Originally posted 2/19/2010.
There are believed to be no tigers
in Worcester at the moment.
Our lone animal park
holds cougars and polar bears.
If anyone here owns a surreptitious tiger,
they’ve been keeping it well-concealed,
but this evening
I swear I saw a tiger
in the shadows by the back fence.
It’s been said that if a tiger
once tastes human flesh,
it will remain a maneater forever.
This one clearly saw me,
but made no move in my direction.
It may have already eaten.
It may not have known how sweet I am.
Perhaps that maneater label is just a legend.
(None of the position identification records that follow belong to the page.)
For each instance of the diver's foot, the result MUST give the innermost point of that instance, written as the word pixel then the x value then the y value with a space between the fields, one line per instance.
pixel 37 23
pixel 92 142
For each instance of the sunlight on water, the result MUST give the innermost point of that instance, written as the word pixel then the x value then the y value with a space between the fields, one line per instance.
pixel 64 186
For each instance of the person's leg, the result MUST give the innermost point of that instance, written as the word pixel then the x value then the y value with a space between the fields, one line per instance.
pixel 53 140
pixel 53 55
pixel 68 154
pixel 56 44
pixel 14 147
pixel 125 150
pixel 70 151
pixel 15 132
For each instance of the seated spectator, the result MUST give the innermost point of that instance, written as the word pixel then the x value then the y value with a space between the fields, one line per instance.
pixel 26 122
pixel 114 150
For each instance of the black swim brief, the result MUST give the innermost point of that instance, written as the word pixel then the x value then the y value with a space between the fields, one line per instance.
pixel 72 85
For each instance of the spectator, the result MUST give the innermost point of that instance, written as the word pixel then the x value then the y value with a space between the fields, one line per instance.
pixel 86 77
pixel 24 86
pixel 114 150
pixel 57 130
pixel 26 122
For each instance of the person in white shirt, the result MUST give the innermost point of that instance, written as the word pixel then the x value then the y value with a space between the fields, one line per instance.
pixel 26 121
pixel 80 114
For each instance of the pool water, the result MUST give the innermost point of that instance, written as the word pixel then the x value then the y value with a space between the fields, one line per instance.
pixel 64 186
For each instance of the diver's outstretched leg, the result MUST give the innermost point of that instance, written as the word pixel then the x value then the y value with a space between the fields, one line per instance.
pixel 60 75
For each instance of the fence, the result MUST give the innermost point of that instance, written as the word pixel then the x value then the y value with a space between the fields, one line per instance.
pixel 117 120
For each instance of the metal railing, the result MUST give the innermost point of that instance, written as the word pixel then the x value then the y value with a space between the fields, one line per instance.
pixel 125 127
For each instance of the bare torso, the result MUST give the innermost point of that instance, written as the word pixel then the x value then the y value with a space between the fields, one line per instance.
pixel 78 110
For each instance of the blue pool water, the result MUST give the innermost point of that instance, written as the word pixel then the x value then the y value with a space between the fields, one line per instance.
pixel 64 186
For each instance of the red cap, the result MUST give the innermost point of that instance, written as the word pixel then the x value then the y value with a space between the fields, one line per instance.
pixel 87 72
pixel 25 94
Perhaps the dream tiger, real or unreal,
tried a man and found it wanting,
was seeking goat or sheep
or some game creature instead.
The tiger (and I know, I know, it was unreal
but I could not take my eyes from it)
stopped by the oak tree.
It looked up — perhaps at unfamiliar bark,
or a scent it had not had to identify before.
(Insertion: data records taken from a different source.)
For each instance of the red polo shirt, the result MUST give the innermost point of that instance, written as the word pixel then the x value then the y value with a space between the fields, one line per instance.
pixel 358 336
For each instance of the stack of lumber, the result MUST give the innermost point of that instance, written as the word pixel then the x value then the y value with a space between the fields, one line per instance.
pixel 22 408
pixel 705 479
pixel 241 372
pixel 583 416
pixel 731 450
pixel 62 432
Perhaps it was listening for voices it knew.
I called it, using a name I haven’t spoken in years.
It turned and tensed, fangs and stripes
bared but transparent,
and suddenly I saw through its body,
saw it as menacing as I had not before,
as if there was an overlay of pain rippling there
I had not noticed, as if I was seeing it
through a terror veil, and I longed
for it to rush me — I called to it:
mystery cat,
tiger in the mind,
be more real
than I can conjure.
Come and tear me up,
leave my true blood on the ground.
I am tired of my fear of ghosts,
wish to fight something solid,
want to die by the act
something real.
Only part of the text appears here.